Now Cassie was tearful as she fought through the morass of doubt and angst to emerge clarified and clear of purpose.
“We will give out of everything that we have (sic),” she declared, before firing off a volley of ways the faithful could show their devotion.”We will offer our finances, our lives, our families, our homes, and everything to Jesus, because he is the Good Shepherd and he cares for his sheep.
“I have no worries in inviting you to share everything that you have with the Good Shepherd again this morning, because it is always him, and it will always be him. I’m going to pray for us. I’m going to invite you to continue to give your lives to the Shepherd. Jesus Christ, you are the Good Shepherd.”
The surge of optimism was catching. The Houston problem addressed, Pastor Phil too caught the wave. Wiping away the tears, he was soon promising that a better day was on the way.
“In this season, health and healing are our focus,” Pastor Phil said. “We will continue to build a beautiful, unified church. Continue to build, because that’s what we have been part of, so that here generations can come and stand strong and build together.”

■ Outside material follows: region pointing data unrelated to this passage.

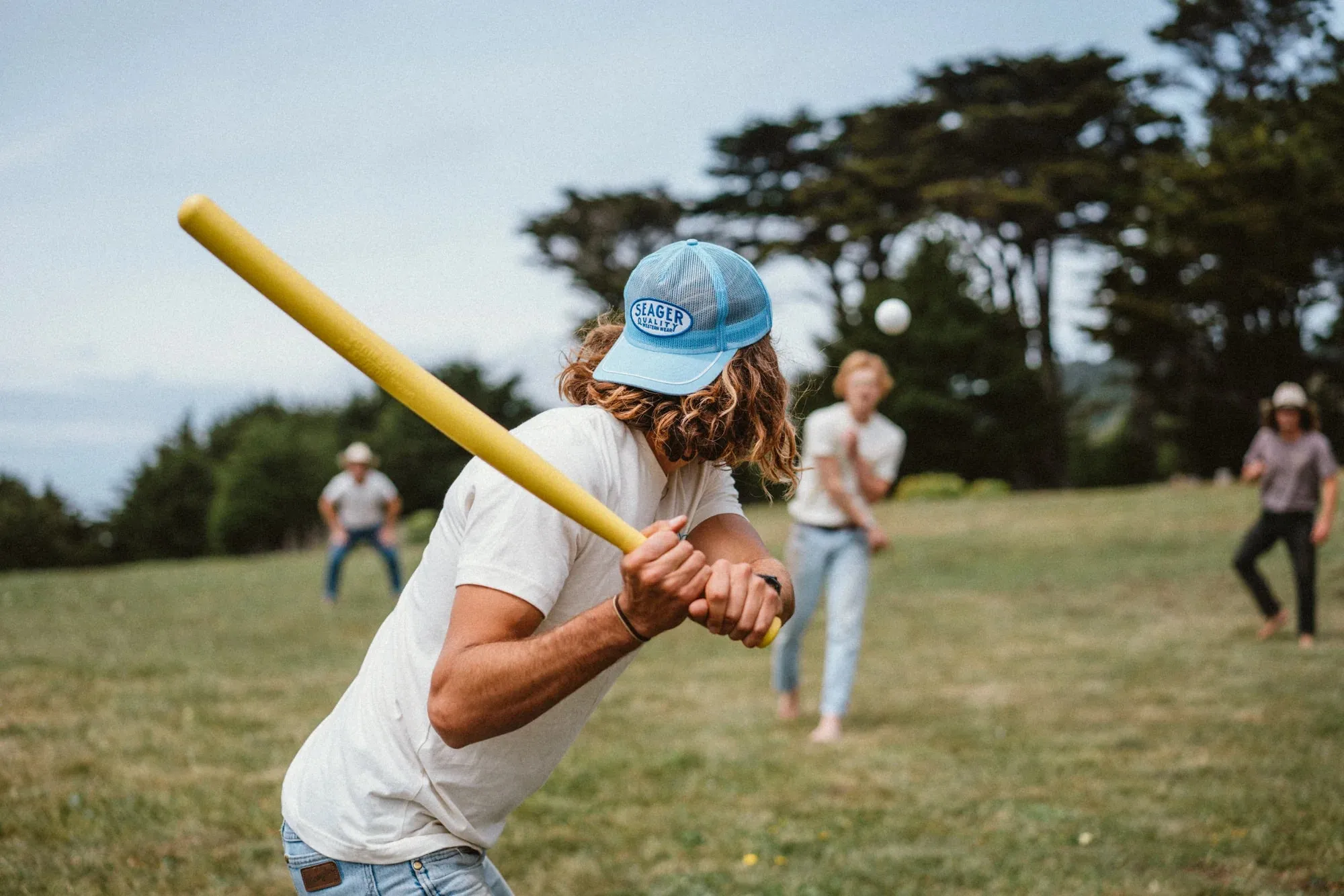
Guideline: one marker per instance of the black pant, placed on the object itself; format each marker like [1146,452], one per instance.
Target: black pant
[1296,531]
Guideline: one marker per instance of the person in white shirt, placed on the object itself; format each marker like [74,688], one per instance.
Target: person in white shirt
[850,460]
[361,504]
[518,620]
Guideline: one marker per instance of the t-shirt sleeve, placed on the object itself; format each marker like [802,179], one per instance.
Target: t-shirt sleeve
[513,541]
[1257,451]
[889,460]
[822,435]
[718,496]
[1326,464]
[335,490]
[386,488]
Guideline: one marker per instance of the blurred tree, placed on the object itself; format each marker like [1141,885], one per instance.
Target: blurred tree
[1237,245]
[42,531]
[268,486]
[163,510]
[1014,156]
[420,460]
[599,238]
[964,393]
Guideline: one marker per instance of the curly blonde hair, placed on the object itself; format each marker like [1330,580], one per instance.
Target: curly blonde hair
[859,361]
[741,417]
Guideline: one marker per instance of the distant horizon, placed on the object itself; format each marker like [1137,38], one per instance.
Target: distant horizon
[393,159]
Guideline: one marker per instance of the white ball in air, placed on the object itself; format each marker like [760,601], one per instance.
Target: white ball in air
[893,318]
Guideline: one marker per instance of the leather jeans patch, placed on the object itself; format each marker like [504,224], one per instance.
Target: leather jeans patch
[321,877]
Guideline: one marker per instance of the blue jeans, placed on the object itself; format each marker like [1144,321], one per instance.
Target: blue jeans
[447,872]
[337,557]
[839,559]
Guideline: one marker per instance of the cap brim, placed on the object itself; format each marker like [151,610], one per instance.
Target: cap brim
[663,373]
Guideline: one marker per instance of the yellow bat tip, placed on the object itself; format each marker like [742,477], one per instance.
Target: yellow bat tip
[192,206]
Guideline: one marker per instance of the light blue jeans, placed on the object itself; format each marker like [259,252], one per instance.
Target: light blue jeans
[839,561]
[447,872]
[337,557]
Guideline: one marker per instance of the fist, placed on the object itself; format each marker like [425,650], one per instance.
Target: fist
[737,602]
[850,443]
[663,577]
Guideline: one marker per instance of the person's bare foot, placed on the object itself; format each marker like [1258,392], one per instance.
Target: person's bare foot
[1272,625]
[827,731]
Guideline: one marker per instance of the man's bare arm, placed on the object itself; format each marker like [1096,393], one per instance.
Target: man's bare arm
[829,469]
[494,676]
[491,678]
[874,487]
[1326,519]
[329,512]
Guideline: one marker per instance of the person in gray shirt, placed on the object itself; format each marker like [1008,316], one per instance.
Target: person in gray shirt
[1298,474]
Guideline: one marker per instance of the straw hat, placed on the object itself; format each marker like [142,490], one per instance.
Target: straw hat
[1290,396]
[358,453]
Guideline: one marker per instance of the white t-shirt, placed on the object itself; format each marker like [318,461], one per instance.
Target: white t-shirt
[882,444]
[374,782]
[361,506]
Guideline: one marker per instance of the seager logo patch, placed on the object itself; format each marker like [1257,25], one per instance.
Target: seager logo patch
[658,318]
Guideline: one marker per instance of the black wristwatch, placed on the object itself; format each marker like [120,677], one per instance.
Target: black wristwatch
[773,582]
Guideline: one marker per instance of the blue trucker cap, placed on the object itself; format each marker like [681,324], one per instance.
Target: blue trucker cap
[689,308]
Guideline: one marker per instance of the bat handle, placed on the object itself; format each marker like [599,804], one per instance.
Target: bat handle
[635,539]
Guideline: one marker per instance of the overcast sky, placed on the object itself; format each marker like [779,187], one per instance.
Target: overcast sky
[390,152]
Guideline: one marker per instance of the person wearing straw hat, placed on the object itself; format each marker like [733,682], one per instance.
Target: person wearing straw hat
[1296,468]
[361,504]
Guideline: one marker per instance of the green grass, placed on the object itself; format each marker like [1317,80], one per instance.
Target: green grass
[1036,667]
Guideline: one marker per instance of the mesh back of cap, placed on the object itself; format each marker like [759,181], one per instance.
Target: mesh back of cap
[728,302]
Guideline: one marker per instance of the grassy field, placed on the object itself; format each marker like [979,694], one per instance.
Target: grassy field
[1060,694]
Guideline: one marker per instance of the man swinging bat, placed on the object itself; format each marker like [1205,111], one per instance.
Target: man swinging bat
[518,620]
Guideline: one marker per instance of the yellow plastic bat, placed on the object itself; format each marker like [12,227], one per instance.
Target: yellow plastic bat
[403,378]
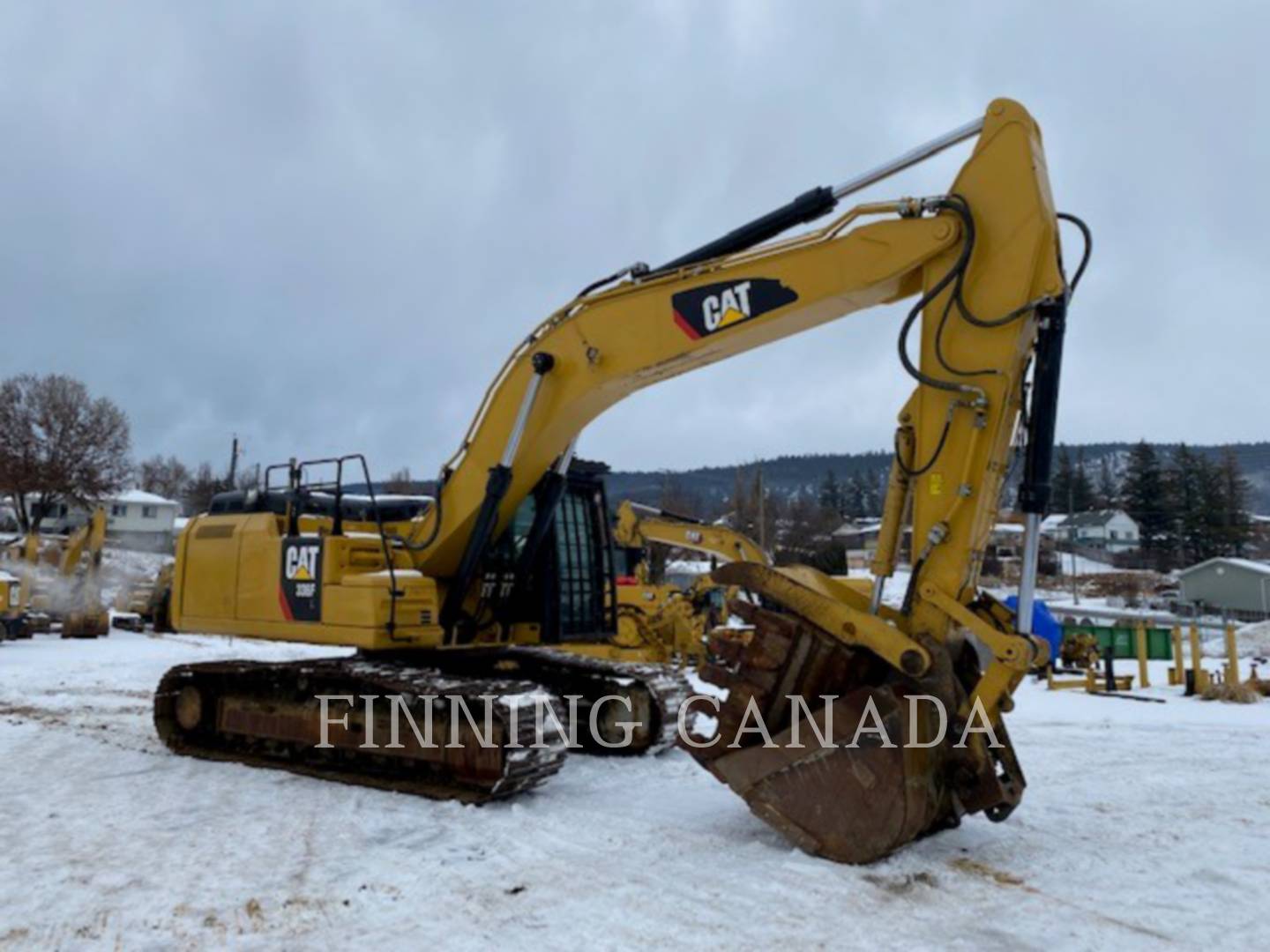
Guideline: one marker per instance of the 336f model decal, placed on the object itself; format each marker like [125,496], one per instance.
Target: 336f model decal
[300,589]
[713,308]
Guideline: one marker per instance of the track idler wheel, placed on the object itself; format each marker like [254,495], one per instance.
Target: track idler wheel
[854,796]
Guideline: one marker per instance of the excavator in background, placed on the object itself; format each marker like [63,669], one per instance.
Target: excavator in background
[145,602]
[498,588]
[14,619]
[63,582]
[658,609]
[77,597]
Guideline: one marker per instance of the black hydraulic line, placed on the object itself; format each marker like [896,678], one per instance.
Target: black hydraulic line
[807,207]
[497,485]
[546,502]
[1042,414]
[487,518]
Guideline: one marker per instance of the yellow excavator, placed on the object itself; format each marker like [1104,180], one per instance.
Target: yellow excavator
[78,594]
[63,583]
[14,619]
[664,612]
[493,589]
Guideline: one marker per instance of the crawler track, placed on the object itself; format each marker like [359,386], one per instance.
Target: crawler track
[268,715]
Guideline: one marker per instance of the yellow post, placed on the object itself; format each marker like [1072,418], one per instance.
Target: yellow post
[1142,655]
[1199,673]
[1232,657]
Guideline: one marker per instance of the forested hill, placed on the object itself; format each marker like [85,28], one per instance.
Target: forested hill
[709,489]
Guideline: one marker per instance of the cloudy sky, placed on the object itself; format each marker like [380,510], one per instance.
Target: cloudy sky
[323,227]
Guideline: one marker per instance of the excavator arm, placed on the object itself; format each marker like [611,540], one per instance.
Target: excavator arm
[984,251]
[639,525]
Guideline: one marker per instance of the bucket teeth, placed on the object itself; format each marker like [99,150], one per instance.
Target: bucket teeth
[840,782]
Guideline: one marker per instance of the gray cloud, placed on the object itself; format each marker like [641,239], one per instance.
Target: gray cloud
[324,227]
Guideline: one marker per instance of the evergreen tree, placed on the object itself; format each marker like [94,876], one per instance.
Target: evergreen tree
[1145,498]
[1106,492]
[1236,528]
[873,501]
[1084,498]
[1195,489]
[831,493]
[854,501]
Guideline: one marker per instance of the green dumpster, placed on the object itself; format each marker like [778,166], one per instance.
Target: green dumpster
[1122,639]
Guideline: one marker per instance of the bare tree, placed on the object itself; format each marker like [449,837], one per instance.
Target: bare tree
[58,444]
[167,478]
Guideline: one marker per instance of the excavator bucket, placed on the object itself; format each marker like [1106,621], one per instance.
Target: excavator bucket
[841,753]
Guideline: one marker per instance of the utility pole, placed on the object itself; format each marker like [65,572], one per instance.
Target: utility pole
[762,507]
[234,456]
[1071,536]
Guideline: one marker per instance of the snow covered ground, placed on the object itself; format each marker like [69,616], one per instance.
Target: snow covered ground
[1142,825]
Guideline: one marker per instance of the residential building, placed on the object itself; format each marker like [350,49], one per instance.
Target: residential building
[1235,587]
[135,519]
[1106,530]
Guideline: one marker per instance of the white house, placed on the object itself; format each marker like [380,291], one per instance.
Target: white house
[135,519]
[1108,530]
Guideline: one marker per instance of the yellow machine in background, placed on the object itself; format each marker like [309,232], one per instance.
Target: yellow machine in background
[494,589]
[145,602]
[63,582]
[663,612]
[78,593]
[14,622]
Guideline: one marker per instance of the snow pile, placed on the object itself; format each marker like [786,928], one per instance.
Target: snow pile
[1250,641]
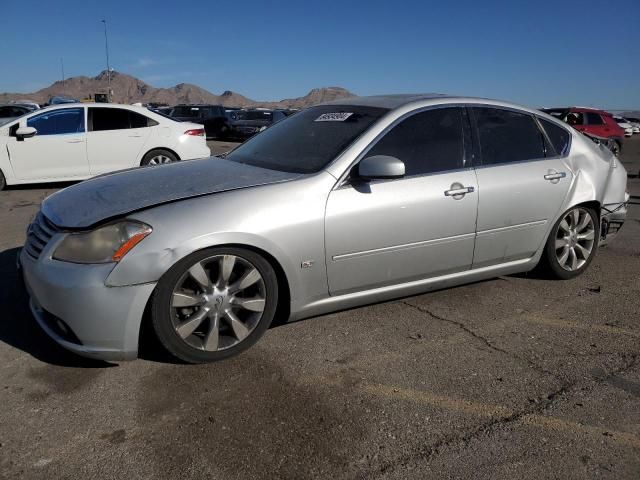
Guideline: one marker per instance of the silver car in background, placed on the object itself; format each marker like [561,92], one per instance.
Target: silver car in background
[356,201]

And yet, not all were on board.
As Cassie and Phil saw a new vision, there were serpents slithering in the weeds of social media, via a live online chat which accompanied the YouTube video of the church service, allowing the faithful — and increasingly the not-so-faithful — to heckle from the bleachers.
“Is Brian in cuffs yet?” a member of the disenchanted threw in.
“How are we so happy with what’s going on?” asked another, incredulous at the hope now emerging.
“I am at one with you and Pastor Brian,” one supporter offered, only to be met with a question from a sceptic: “Yes, but are they at one with you?”
“Please let the truth come out,” one pleaded.
It was at this point, as Pastor Phil elaborated on a vision of togetherness and a new way for the church, that Hillsong’s invisible monitors swooped on the live chat and began to delete any message that questioned the new narrative.
“Why do you keep silencing us? Deleting our messages and not answering emails?” one dissident asked.
“Keep the focus on the Service,” ordered a Hillsong monitor.
Shutting down questions while promising a better day. It seemed at that moment to capture the hopelessness of where Hillsong has ended up.
And most particularly the social media revolt captured the new reality: there’s a younger brigade of believers who won’t have any more of the deceptions and the old authoritarian ways of the church which has delivered prosperity for an inner circle clustered around Brian Houston.